The 12th bi-annual Grand Rapids Bach Festival has arrived, showcasing the talents of local musicians young and old through the 18th century composer’s timeless music.
If you’ve ever wondered the best way to get familiar with classical music, it’s hard to imagine a better chance than experiencing one composer’s music in a huge variety of ways. From organ recitals to yoga sessions, marimba arrangements, and full-blown symphony and choir performances, the Bach festival caters to all.
That’s all not to mention the massive $10,000 prize that young singers are competing for, with the very first Linn Maxwell Keller Distinguished Bach Musician Award competition. Both the semi-finals (Tuesday) and finals (Thursday) are totally free to the public, so you’ll hear some of the best singers around giving their all to Bach’s arias in a chance to win the cash prize.
First, though, new artistic director Julian Wachner is coming to town for a recital, playing an authentic organ with 3,883 pipes in the beautiful Basilica of St. Adalbert. That’s at 7:30 p.m. on Monday, and tickets are just $10.
Then, the next day is Marimbach at Fountain Street Church, showcasing the power of percussion in Bach’s works with a whole battery of percussion pounding it out. That’s at 7:30 p.m. on Tuesday, and admission is free.

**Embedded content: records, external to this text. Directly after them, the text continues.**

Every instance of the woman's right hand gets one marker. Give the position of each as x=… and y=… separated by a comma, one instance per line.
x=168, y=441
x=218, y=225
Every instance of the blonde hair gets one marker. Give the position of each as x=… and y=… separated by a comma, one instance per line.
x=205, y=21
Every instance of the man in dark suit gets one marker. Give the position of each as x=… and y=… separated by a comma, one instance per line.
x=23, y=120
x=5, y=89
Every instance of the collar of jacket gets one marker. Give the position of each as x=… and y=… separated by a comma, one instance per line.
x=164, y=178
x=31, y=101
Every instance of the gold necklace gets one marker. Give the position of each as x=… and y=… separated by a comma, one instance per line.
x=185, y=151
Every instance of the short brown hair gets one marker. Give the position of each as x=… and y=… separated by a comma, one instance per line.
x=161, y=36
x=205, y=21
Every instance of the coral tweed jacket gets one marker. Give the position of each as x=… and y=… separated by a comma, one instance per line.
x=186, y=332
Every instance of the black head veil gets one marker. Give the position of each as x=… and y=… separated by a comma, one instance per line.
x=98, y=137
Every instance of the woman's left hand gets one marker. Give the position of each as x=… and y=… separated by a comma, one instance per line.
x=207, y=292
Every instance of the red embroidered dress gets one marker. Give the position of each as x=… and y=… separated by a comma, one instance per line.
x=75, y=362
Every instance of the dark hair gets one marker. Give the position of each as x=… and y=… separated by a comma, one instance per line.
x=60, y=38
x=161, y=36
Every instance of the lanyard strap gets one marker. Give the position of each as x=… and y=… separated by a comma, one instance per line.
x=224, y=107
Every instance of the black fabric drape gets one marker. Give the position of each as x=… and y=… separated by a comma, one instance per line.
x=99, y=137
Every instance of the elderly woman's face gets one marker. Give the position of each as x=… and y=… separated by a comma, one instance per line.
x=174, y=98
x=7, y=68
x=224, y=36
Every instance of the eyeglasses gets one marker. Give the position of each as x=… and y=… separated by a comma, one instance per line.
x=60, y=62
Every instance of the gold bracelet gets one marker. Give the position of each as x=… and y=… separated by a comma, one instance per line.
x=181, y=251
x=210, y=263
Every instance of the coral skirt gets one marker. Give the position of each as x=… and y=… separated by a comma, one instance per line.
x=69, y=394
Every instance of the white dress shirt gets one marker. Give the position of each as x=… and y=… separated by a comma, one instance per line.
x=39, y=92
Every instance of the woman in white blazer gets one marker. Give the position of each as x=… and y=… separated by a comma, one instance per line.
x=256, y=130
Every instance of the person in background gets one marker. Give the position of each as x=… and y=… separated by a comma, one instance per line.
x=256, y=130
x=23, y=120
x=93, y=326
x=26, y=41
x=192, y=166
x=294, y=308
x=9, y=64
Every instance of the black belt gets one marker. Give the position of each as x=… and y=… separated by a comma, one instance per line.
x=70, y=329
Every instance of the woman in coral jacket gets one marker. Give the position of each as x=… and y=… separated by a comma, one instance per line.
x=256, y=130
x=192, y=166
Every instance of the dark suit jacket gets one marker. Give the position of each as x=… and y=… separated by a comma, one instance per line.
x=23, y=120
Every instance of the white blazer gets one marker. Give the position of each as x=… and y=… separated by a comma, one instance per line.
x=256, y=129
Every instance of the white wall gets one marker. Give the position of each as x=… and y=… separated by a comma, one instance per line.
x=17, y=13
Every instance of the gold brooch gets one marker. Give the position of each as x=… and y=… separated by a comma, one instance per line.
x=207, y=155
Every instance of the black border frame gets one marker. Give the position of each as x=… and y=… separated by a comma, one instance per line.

After that, young organ sensation Isabelle Demers arrives for another organ recital at Grace Episcopal Church. As one publication said, ““Her technical and musical dexterity proved that the next generation of organists is well capable of carrying the profession forward.” The show is at noon on Wednesday, and admission is pay-what-you-will.
Thursday has Wachner bringing in his Choir of Trinity Wall Street, the New York City church featured in National Treasure. They’ll be singing Bach’s Mass and music inspired by it. The show is at St. Mark’s Episcopal at 7 p.m. on Thursday, and tickets are $15.
Then, Noontime Bach lives up to its name, presenting some of Bach’s beautiful cantatas with symphony, solos and singers all together. This touching show is at First United Methodist Church at 12 p.m. on Friday.
Finally, on Saturday, the orchestra and Grand Rapids Symphony Chorus join forces in acoustically stunning Basilica of St. Adalbert for Bach Magnificat, a wide spanning showcase of Bach’s talent. The show is at 8 p.m. on Saturday, and tickets are $26.
If all that sounds like an ideal week to you, feel free to pick up a Bach Pass for $40 and get entrance to every single show!